Tsallis thermostatistics for finite systems: a Hamiltonian approach

TL;DR

This paper demonstrates that finite systems with Hamiltonians obeying a generalized homogeneity follow Tsallis nonextensive thermostatistics, but revert to Boltzmann-Gibbs statistics in the thermodynamic limit, supported by numerical simulations.

Contribution

It establishes a rigorous connection between Hamiltonian structure and Tsallis entropy for finite systems, explaining the origin of nonlinearity and power-law behavior.

Findings

Finite systems follow Tsallis statistics if Hamiltonians are generalized homogeneous.

In the thermodynamic limit, Boltzmann-Gibbs statistics is recovered.

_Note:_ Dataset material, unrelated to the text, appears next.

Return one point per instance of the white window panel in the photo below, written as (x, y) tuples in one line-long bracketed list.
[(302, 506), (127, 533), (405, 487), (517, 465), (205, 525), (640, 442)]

Numerical simulations confirm the theoretical results.

Abstract

We show that finite systems whose Hamiltonians obey a generalized homogeneity relation rigorously follow the nonextensive thermostatistics of Tsallis. In the thermodynamical limit, however, our results indicate that the Boltzmann-Gibbs statistics is always recovered, regardless of the type of potential among interacting particles. This approach provides, moreover, a one-to-one correspondence between the generalized entropy and the Hamiltonian structure of a wide class of systems, revealing a possible origin for the intrinsic nonlinear features present in the Tsallis formalism that lead naturally to power-law behavior. Finally, we confirm these exact results through extensive numerical simulations of the Fermi-Pasta-Ulam chain of anharmonic oscillators.